Bandelli es otra de las figuras fascinantes de esta historia. A través de sus diarios personales, que también sirvieron como guía a Tarradas, se descubrió que, mientras ejercía de cicerone a los dos dictadores, se planteó acabar con ellos en un atentado suicida. El historiador compartía coche con ambos y pasaba todos los días junto a ellos, gozando de la confianza de sus guardias, que pronto dejaron hasta de registrarle.

Sin embargo, como explica el escritor, él mismo era consciente de que este acto no hubiera acabado con el nazismo ni con el fascismo, ya que los líderes hubieran sido sustituidos por otras personas. Precisamente por ello se le acabó conociendo como "el hombre que no cambió el mundo".

Por su parte, Hitler se encontraba viviendo una paradoja. Su impresión al ver algunas de las más grandes obras de arte de Italia quedaba opacada por un sentimiento de envidia al no tener ese tipo de piezas en su país. Para Tarradas, Hitler sufría un gran complejo de inferioridad: "Él se preguntaba: '¿Por qué los españoles tienen el Prado, los franceses tienen el Louvre, los italianos tienen 250.000 cosas y yo no tengo nada?'".

Esto resultaba muy interesante a la hora de ficcionar la vida de Hitler, aunque el autor no quiso excederse a la hora de cambiar la historia. Lo que sí deseaba era cuajar un final satisfactorio. "Buscaba ponerlo en una situación que le dejara en ridículo, porque para una persona acomplejada es lo peor que hay, él hubiera preferido que le cortaran los dedos a ser humillado", explica el autor. "Sobre todo cuando se las dan de entendidos, es como en el cuento de El traje nuevo del emperador".

El escritor Rafael Tarradas con su nuevo libro.

El escritor Rafael Tarradas con su nuevo libro. Hugo G. Pecellín

En la presentación se ha unido a Tarradas el experto en arte y profesor de la Universidad Carlos III Fernando Fernández Lerma, que ha guiado un recorrido que analiza seis obras que podrían haber fascinado al alemán.
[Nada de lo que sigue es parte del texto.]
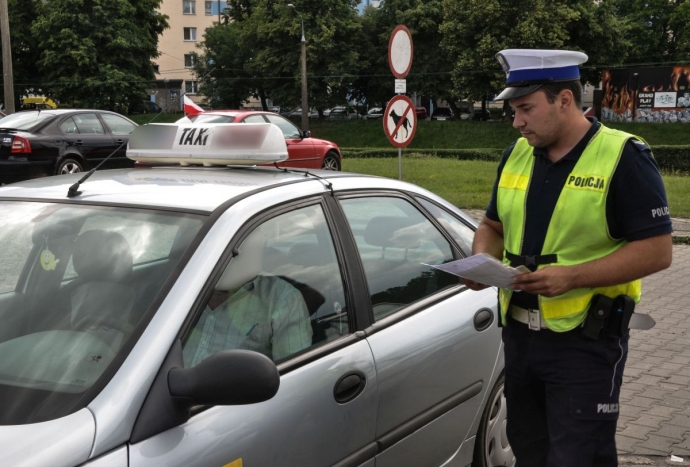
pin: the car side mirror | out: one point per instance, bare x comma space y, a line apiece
229, 377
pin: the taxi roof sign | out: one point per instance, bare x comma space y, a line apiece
208, 144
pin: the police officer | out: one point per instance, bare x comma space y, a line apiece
584, 208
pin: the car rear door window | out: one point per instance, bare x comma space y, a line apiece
397, 245
461, 232
289, 130
281, 293
88, 124
118, 125
68, 126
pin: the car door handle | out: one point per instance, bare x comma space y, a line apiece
483, 318
349, 386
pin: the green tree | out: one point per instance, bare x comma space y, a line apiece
98, 53
259, 52
475, 30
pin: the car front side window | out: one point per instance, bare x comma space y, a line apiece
461, 233
281, 294
289, 130
397, 244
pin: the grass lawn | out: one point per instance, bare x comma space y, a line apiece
468, 184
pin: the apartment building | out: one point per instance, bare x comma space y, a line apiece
188, 20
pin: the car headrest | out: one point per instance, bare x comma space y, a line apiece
392, 232
101, 255
246, 265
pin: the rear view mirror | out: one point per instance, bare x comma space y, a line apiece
229, 377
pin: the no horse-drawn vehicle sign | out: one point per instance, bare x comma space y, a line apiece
400, 121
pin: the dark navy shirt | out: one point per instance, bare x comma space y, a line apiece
636, 206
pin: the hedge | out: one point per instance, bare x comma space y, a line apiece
669, 158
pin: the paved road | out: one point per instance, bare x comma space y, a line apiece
655, 399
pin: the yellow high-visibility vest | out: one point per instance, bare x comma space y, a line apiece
578, 231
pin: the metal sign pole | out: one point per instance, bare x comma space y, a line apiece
400, 53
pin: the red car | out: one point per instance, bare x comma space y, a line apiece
303, 150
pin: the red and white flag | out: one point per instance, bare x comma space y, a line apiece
190, 108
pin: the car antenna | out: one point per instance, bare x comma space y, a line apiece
74, 189
306, 173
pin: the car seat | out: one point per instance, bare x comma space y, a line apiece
102, 302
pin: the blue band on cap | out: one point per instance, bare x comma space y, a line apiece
543, 74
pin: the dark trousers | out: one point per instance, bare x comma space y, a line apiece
562, 393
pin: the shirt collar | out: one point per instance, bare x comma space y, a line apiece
579, 148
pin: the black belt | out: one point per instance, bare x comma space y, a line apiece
530, 261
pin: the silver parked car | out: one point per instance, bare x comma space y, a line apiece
229, 316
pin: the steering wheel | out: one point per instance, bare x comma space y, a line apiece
86, 322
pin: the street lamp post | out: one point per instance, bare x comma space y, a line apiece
303, 61
166, 80
634, 93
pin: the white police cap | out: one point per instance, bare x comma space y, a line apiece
528, 69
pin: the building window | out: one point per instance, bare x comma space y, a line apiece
190, 34
188, 7
191, 87
213, 7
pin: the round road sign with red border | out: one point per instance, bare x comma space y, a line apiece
400, 121
400, 51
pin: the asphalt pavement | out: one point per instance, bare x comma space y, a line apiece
654, 421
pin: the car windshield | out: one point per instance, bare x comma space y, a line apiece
442, 111
75, 281
24, 120
201, 118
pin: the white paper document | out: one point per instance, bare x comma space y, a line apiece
483, 268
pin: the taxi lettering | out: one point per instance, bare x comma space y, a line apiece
193, 136
660, 212
591, 182
607, 408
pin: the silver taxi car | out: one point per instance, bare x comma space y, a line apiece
211, 315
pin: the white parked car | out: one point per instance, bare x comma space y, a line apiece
210, 312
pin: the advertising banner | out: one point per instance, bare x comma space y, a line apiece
659, 95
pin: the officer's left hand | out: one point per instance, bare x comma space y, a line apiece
549, 281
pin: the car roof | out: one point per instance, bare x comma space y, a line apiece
237, 113
197, 189
66, 111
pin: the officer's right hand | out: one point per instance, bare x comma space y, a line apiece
473, 285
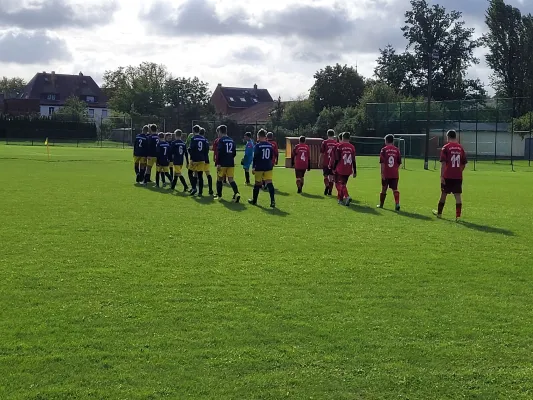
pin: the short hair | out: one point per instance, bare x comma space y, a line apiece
223, 129
452, 134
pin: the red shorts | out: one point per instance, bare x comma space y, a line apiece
454, 186
390, 183
300, 173
343, 179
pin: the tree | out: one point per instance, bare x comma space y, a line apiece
428, 29
12, 87
137, 89
336, 86
298, 114
510, 44
74, 110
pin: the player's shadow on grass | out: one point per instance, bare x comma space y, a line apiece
230, 205
364, 209
486, 228
312, 196
410, 215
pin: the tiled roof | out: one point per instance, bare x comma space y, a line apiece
245, 97
64, 86
257, 113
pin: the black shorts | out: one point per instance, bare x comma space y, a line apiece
300, 173
454, 186
390, 183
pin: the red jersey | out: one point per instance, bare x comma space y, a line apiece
301, 156
276, 151
391, 159
215, 150
454, 157
328, 151
345, 159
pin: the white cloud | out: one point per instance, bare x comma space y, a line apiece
278, 44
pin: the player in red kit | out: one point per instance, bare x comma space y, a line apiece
301, 161
327, 152
453, 162
344, 165
390, 160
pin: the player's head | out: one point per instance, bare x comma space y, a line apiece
346, 137
261, 135
222, 130
452, 136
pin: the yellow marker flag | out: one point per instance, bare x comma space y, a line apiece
47, 148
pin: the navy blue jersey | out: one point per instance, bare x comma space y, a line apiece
263, 156
226, 152
153, 142
140, 146
199, 149
163, 154
178, 150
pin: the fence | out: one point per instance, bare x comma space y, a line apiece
490, 129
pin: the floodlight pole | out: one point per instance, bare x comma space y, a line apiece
434, 54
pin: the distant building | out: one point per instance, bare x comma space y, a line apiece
232, 101
52, 90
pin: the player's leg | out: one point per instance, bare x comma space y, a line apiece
383, 193
257, 187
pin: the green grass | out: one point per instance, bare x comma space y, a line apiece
112, 291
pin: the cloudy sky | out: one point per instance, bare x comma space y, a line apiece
277, 44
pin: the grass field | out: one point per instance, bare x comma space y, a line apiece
112, 291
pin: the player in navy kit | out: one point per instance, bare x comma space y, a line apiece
225, 163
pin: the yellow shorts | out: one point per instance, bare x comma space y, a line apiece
197, 166
261, 176
150, 161
226, 171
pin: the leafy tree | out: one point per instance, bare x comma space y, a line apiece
336, 86
137, 89
427, 29
74, 109
510, 43
298, 114
12, 86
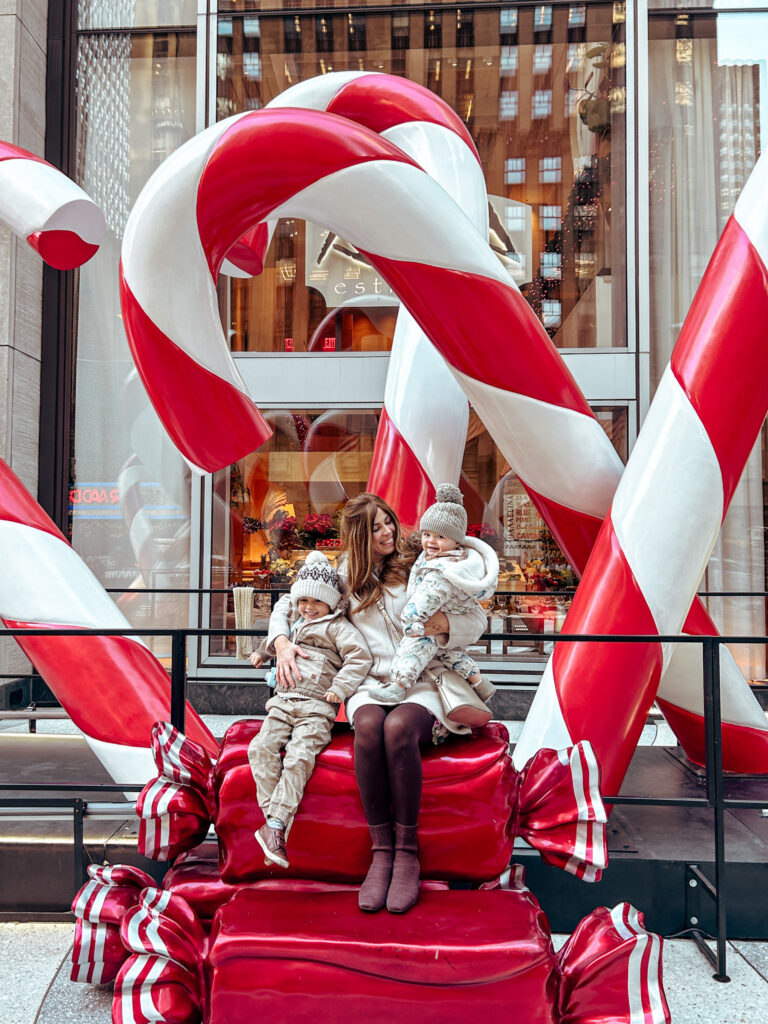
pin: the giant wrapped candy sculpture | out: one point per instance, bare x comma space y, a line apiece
225, 940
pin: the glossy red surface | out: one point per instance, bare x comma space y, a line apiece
113, 688
62, 250
608, 600
454, 955
743, 750
249, 251
482, 345
397, 476
611, 971
574, 531
292, 148
175, 382
17, 505
474, 777
381, 101
725, 327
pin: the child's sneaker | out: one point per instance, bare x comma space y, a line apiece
272, 842
484, 689
390, 692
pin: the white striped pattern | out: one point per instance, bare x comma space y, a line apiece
560, 454
644, 971
669, 506
36, 197
161, 238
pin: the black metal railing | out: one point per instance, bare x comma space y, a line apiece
714, 800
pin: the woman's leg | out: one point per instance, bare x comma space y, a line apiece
371, 763
373, 782
404, 729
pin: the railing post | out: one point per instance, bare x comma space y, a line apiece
78, 812
715, 793
178, 679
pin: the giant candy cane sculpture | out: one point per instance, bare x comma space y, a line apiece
524, 393
47, 209
669, 507
423, 425
113, 687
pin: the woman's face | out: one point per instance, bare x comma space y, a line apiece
383, 536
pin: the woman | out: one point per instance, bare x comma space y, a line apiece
387, 737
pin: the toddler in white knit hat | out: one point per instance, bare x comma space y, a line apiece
300, 716
453, 573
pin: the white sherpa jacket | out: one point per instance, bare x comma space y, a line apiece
454, 583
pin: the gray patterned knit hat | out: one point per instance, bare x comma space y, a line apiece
316, 579
448, 516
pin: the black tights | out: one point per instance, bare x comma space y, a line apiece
387, 760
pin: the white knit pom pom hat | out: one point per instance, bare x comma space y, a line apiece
316, 579
448, 516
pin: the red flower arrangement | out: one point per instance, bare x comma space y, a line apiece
320, 524
483, 532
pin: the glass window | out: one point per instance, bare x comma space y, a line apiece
542, 58
549, 217
541, 104
135, 13
129, 494
306, 276
432, 31
542, 18
514, 170
709, 123
508, 19
550, 170
508, 104
509, 60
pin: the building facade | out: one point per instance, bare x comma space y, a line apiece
614, 136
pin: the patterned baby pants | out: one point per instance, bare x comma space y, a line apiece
302, 727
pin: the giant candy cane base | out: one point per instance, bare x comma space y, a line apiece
113, 687
666, 515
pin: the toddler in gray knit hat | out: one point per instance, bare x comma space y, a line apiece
300, 715
453, 573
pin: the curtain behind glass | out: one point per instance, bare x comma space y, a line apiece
702, 146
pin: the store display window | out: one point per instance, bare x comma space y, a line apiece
273, 507
541, 89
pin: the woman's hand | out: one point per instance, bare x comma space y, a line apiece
288, 672
438, 627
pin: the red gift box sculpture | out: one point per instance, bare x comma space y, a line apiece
225, 940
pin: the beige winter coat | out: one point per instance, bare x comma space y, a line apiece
339, 658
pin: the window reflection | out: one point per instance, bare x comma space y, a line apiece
503, 71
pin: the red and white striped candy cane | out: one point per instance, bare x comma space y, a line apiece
47, 209
113, 687
522, 391
668, 510
423, 424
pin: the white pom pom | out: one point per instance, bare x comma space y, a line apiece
448, 493
314, 556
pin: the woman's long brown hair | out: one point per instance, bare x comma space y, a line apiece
357, 544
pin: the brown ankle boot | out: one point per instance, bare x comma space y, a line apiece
373, 894
403, 889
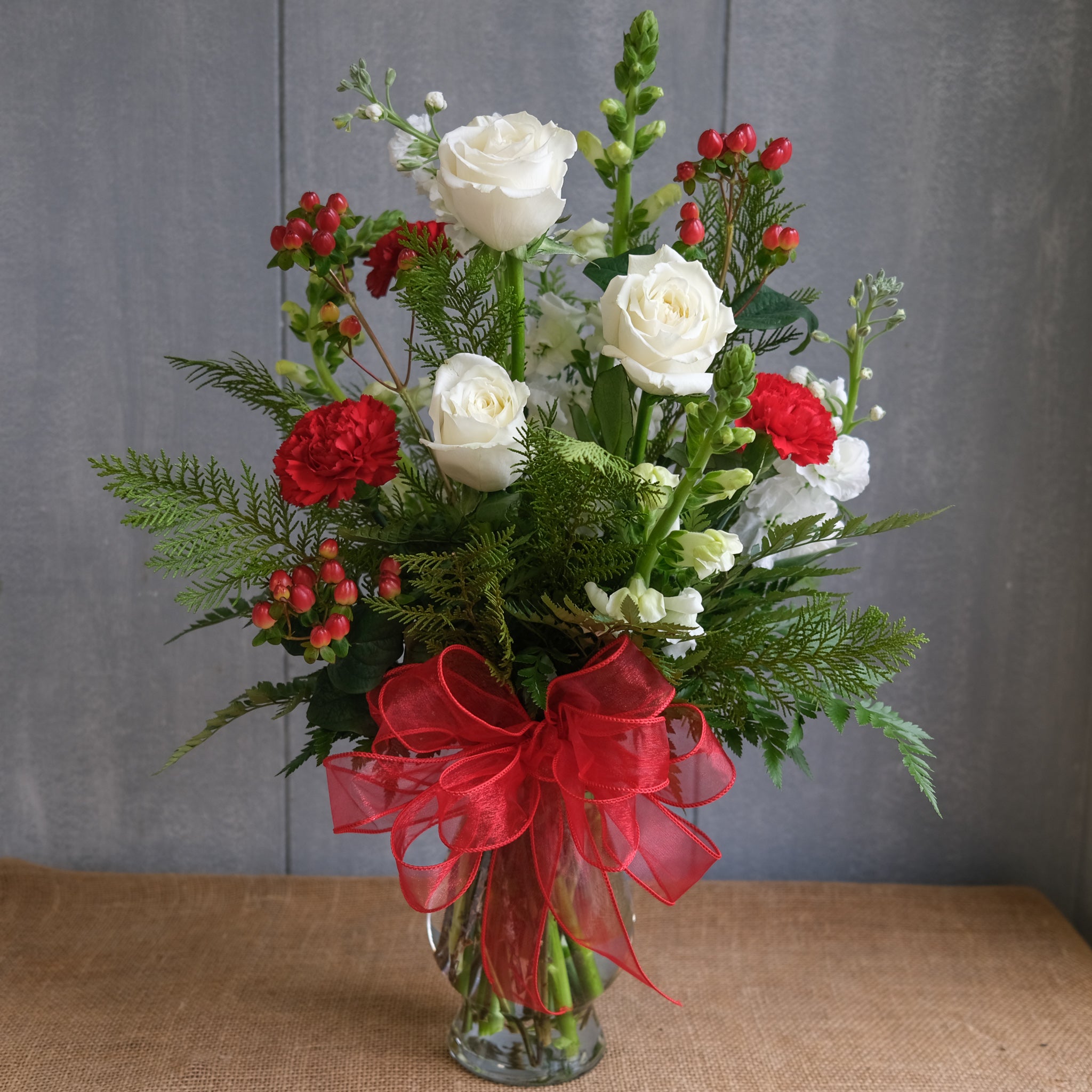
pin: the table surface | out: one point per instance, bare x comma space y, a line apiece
201, 983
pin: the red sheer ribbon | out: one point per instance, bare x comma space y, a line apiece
565, 804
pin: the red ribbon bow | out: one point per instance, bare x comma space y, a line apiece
563, 803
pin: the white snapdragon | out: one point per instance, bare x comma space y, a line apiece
846, 473
708, 552
478, 413
589, 240
554, 335
499, 179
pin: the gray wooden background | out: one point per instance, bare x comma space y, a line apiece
148, 149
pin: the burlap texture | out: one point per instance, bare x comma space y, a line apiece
198, 983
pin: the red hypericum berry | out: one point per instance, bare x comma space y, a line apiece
332, 573
301, 226
304, 575
771, 237
327, 220
693, 232
324, 244
777, 154
710, 144
347, 592
302, 599
790, 238
261, 617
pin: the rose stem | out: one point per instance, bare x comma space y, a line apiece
641, 429
515, 271
563, 991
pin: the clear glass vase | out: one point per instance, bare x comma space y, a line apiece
509, 1043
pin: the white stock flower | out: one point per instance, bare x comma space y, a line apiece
649, 604
478, 414
665, 322
784, 498
589, 240
398, 147
846, 474
554, 335
708, 552
501, 178
662, 479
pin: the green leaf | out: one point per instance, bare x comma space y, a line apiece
767, 309
604, 270
614, 406
375, 645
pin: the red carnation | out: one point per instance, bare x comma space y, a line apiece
797, 422
334, 447
383, 257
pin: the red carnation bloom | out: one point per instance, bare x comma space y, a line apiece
334, 447
383, 257
797, 422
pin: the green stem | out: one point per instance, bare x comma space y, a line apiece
561, 989
620, 234
515, 270
641, 429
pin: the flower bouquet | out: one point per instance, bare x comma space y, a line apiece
530, 629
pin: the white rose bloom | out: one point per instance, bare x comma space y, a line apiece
784, 498
478, 414
846, 474
589, 240
554, 335
398, 147
665, 322
501, 178
709, 552
650, 604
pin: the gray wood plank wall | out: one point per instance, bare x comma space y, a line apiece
147, 149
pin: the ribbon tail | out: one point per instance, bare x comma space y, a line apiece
582, 895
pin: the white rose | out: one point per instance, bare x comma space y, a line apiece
846, 474
478, 414
589, 240
665, 322
649, 604
398, 147
501, 177
708, 552
555, 335
783, 498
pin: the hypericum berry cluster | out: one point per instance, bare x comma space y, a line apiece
308, 608
312, 226
390, 583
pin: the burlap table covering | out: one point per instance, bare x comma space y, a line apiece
196, 983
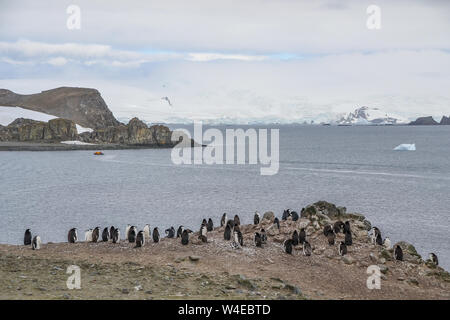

En la novela, su obsesión es un retrato ficticio realizado por Botticelli, lo cual responde al gusto real del dictador por el Renacimiento.

Lógicamente, no se podría haber llevado las grandes obras maestras como Las meninas o El caballero de la mano en el pecho, aclara Fernández Lerma, pero sí que hay cuadros cuya simbología podría haberle resultado interesantes.

En las diversas estaciones de este recorrido único, Fernández Lerma explicó el interés de Hitler por lo antiguo y puro, que identificaba con las raíces de lo germánico, y que le permitía identificarse como salvador de Europa. Cuadros como Ruinas con San Pablo predicando de Panini son un buen ejemplo de su fascinación por Grecia y Roma, que asociaba a la Razón y a la democracia. De hecho, el profesor contó que Hitler quería que Alemania tuviera sus propias ruinas para equipararse a estas sociedades.

En el díptico de Adán y Eva de Durero se puede ver el canon estético que Hitler deseaba. No es exactamente atribuible a lo ario, pero para el alemán sí que podría responder a la imagen de la antigüedad asociada a la perfección. Hitler podía apropiarse de ese pasado para fabricar una genealogía cultural a su medida.

En un sentido político, La expulsión de los judíos de España, de Emilio Sala, da una lectura muy útil para el antisemitismo nazi. Además, en el cuadro se recuerda que ya existían leyes discriminatorias contra los judíos muchos años antes del nazismo.

Con todo, también era espiritual, a su manera, y rechazaba la ostentación. Para él debía haber un orden moral y ritual en la estética, por lo que, de entre los bodegones exhibidos en el Prado, destacaría el Bodegón con cacharros de Zurbarán.

Por supuesto, Hitler también quería ser emperador, en la línea de su fijación por la antigua Roma. Así, cabe pensar que se sentiría identificado con la actitud y armadura del Carlos V en Mühlberg de Tiziano, una representación victoriosa que le hubiera obsesionado tener para pasar a la historia.